Sustainable fashion: Everything you need to know about organic cotton
Many items of clothing end up damaging the environment in the form of microplastics. But simply opting for cotton may not be the answer.
Ethical shopping has become another way to try to fight climate change. For the most ecologically aware consumer, it's become clear that microplastics are hugely damaging to the environment.
As a result, those who want to shop ethically are now opting for fashion staples made out of cotton. They try to avoid any sweaters, shirts, and blouses made out of synthetic fibers.
The problem with this approach is that cotton, particularly when it’s conventionally grown, can also damage the environment. One solution for the green shopper is to buy products made from organic cotton.
Let's take a closer look at different clothing materials to find out whether organic cotton really is a sustainable alternative to synthetic materials.
Synthetic fibers and the problem with regular cotton
Firstly, cotton is a renewable resource. Meanwhile, synthetic clothing is produced by burning crude oil. This releases CO2, which accelerates global warming.
In addition, synthetic fibers are not biodegradable. "Synthetics don't decompose and eventually become microplastics," said Heike Hess of the International Association of Natural Textile Industry (IVN).
When it comes to cotton, the high level of water consumption due to overused soils is problematic, according to Hess. In conventional cotton cultivation, the soil is often overfertilized with chemicals, which causes it to degrade.
So what's different about growing organic cotton? According to Hess, organic cotton saves water because the soil used is able to store it more efficiently.
"Farmers also plant different plants between the cotton to keep insects away, to provide more shade, and to minimize erosion," she explains. This means the soil is healthier because "there's more life in it."
Another important method often used in organic cotton farming is crop rotation. Farmers also don't use genetically engineered seeds, fertilizers, or pesticides.
How to find certified organic cotton products
Consumers can tell whether organic cotton is the raw material used in a garment by looking for a couple of certification labels:
- Organic Content Standard from Textile Exchange
This label certifies that a certain percentage of organic cotton is traceable from the field to the product. "But here it's also not clearly defined how high the percentage has to be," says Hess.
"There are products with 100% organic cotton, but the label is also awarded for a percentage of 5% or more with the addition of 'blended.'"
- Global Organic Textile Standard (GOTS):
Here, the entire production chain is certified, not just the raw materials.
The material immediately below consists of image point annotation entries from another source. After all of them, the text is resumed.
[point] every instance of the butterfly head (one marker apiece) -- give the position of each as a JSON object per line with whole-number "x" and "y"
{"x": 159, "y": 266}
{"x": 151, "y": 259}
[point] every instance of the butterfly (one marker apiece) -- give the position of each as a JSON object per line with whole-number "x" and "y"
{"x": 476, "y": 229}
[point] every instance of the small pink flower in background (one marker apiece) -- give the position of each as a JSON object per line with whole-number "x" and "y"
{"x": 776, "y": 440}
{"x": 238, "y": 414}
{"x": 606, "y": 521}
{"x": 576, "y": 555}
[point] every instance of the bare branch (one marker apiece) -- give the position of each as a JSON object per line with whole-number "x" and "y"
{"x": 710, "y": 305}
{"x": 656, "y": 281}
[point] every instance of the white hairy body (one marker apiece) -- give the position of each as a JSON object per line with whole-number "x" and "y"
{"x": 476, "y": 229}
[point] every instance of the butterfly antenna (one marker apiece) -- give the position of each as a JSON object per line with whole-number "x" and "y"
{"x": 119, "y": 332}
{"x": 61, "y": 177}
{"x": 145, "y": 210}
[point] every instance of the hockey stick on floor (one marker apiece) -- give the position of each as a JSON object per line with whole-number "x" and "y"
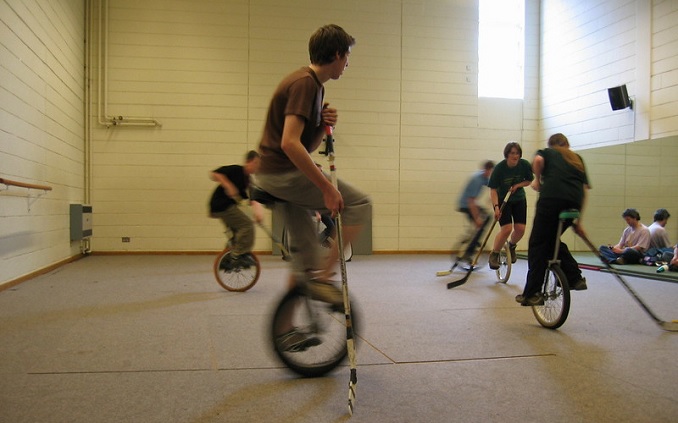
{"x": 350, "y": 336}
{"x": 458, "y": 260}
{"x": 472, "y": 266}
{"x": 668, "y": 326}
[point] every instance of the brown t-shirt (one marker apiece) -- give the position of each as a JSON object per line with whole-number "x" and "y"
{"x": 301, "y": 94}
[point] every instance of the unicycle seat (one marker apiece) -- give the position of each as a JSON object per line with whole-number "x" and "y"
{"x": 570, "y": 214}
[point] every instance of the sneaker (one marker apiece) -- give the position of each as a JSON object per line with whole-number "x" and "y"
{"x": 324, "y": 291}
{"x": 226, "y": 263}
{"x": 245, "y": 261}
{"x": 295, "y": 341}
{"x": 466, "y": 258}
{"x": 512, "y": 249}
{"x": 580, "y": 285}
{"x": 535, "y": 300}
{"x": 494, "y": 260}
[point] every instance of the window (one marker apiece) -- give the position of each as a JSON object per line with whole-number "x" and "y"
{"x": 501, "y": 48}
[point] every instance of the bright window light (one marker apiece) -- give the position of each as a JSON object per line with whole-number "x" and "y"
{"x": 501, "y": 49}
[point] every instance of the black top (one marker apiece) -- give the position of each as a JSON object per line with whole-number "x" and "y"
{"x": 220, "y": 201}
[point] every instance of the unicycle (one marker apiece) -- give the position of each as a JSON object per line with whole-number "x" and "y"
{"x": 556, "y": 290}
{"x": 236, "y": 275}
{"x": 504, "y": 271}
{"x": 322, "y": 326}
{"x": 239, "y": 276}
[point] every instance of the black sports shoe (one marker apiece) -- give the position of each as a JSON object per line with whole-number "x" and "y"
{"x": 295, "y": 341}
{"x": 536, "y": 299}
{"x": 580, "y": 285}
{"x": 512, "y": 250}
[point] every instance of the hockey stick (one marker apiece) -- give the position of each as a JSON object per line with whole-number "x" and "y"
{"x": 668, "y": 326}
{"x": 350, "y": 336}
{"x": 472, "y": 266}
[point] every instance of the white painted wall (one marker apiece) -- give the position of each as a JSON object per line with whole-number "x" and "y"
{"x": 411, "y": 127}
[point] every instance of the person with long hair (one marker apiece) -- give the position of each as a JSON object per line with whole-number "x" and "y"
{"x": 511, "y": 174}
{"x": 561, "y": 180}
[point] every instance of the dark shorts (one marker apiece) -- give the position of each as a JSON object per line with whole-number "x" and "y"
{"x": 514, "y": 212}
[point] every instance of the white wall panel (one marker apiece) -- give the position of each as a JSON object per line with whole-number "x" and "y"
{"x": 41, "y": 131}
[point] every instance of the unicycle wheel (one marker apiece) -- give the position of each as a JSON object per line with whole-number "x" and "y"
{"x": 556, "y": 306}
{"x": 309, "y": 336}
{"x": 504, "y": 271}
{"x": 236, "y": 277}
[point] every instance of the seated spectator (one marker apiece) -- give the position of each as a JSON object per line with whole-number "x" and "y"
{"x": 673, "y": 263}
{"x": 633, "y": 244}
{"x": 659, "y": 238}
{"x": 660, "y": 249}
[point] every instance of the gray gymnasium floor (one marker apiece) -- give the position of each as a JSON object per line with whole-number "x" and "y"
{"x": 145, "y": 338}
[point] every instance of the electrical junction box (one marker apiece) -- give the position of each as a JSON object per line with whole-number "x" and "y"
{"x": 81, "y": 221}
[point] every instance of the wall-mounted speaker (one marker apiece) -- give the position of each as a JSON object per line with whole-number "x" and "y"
{"x": 619, "y": 97}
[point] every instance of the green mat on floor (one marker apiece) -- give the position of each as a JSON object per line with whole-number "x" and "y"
{"x": 589, "y": 261}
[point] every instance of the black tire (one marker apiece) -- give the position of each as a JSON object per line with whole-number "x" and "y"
{"x": 556, "y": 293}
{"x": 238, "y": 279}
{"x": 316, "y": 320}
{"x": 504, "y": 271}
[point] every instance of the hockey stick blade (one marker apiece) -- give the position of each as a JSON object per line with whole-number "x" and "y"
{"x": 351, "y": 391}
{"x": 670, "y": 326}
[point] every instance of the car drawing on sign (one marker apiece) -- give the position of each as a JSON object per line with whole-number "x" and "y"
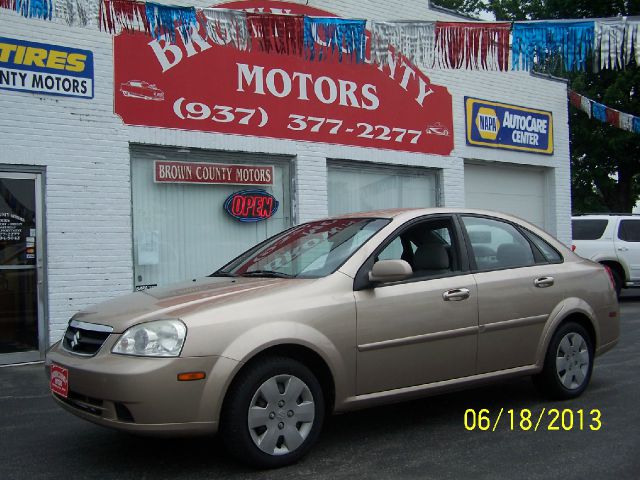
{"x": 437, "y": 129}
{"x": 141, "y": 89}
{"x": 335, "y": 315}
{"x": 612, "y": 240}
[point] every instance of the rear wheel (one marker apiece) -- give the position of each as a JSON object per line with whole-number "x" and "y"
{"x": 568, "y": 363}
{"x": 273, "y": 413}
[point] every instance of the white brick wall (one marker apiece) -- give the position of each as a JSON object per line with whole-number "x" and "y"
{"x": 85, "y": 149}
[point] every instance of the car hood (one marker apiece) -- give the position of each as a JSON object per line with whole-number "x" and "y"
{"x": 177, "y": 300}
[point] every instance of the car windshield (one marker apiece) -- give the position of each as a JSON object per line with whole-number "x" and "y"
{"x": 311, "y": 250}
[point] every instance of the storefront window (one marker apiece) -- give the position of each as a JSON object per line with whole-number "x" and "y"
{"x": 372, "y": 188}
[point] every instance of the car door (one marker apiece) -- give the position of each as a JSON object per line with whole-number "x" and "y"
{"x": 422, "y": 329}
{"x": 627, "y": 243}
{"x": 518, "y": 288}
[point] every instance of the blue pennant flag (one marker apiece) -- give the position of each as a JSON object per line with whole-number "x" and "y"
{"x": 163, "y": 19}
{"x": 599, "y": 111}
{"x": 343, "y": 35}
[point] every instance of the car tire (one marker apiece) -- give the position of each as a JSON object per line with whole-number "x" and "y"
{"x": 568, "y": 363}
{"x": 273, "y": 413}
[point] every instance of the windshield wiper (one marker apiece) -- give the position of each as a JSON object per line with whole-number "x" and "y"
{"x": 223, "y": 274}
{"x": 266, "y": 273}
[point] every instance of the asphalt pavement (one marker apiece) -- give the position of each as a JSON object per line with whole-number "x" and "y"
{"x": 420, "y": 439}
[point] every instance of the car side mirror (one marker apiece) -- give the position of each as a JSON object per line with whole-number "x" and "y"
{"x": 390, "y": 271}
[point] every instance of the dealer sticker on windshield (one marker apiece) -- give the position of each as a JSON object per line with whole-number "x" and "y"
{"x": 59, "y": 380}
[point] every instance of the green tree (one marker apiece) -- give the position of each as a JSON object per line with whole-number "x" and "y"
{"x": 605, "y": 160}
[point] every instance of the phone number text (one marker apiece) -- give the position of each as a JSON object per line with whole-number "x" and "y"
{"x": 552, "y": 419}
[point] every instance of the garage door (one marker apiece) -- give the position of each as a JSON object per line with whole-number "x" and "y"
{"x": 520, "y": 191}
{"x": 364, "y": 188}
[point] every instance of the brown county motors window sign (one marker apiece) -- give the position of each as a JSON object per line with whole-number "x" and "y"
{"x": 212, "y": 173}
{"x": 251, "y": 205}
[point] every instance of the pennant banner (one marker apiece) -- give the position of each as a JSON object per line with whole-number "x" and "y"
{"x": 324, "y": 35}
{"x": 42, "y": 9}
{"x": 535, "y": 43}
{"x": 601, "y": 112}
{"x": 473, "y": 46}
{"x": 127, "y": 15}
{"x": 277, "y": 33}
{"x": 414, "y": 40}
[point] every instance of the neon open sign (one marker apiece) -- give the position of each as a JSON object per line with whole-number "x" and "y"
{"x": 251, "y": 205}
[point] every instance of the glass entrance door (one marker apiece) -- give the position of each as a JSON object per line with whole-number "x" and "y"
{"x": 22, "y": 336}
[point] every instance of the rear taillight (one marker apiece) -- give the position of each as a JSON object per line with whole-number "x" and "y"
{"x": 611, "y": 279}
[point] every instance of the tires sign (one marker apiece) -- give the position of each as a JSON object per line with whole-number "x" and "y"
{"x": 200, "y": 84}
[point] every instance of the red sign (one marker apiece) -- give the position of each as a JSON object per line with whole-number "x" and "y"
{"x": 251, "y": 205}
{"x": 212, "y": 173}
{"x": 199, "y": 84}
{"x": 59, "y": 380}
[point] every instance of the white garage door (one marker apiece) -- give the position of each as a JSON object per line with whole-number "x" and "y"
{"x": 519, "y": 191}
{"x": 364, "y": 188}
{"x": 181, "y": 230}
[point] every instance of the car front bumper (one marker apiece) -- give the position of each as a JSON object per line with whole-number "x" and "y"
{"x": 143, "y": 394}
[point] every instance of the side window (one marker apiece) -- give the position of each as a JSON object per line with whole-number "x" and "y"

According to Hess, at least 70% organic fibers are required for this certification. Products with the suffix "organic" have to consist of 95% organic fibers.
How sustainable are clothes made out of organic cotton?
In Heike Hess' view, rocking organic cotton is the most sustainable way to dress – if you consider the raw materials used alone.
At the same time, there is a major caveat: "In production, of course, quite a lot of pollution can still happen during spinning, weaving, dyeing, and sewing."
What's more, the raw materials say nothing about whether the workers are paid fairly. Nonetheless, Hess concluded that "using organic cotton as a benchmark is a good start."
Again, it's important to look for labels that certify the entire manufacturing process is sustainable.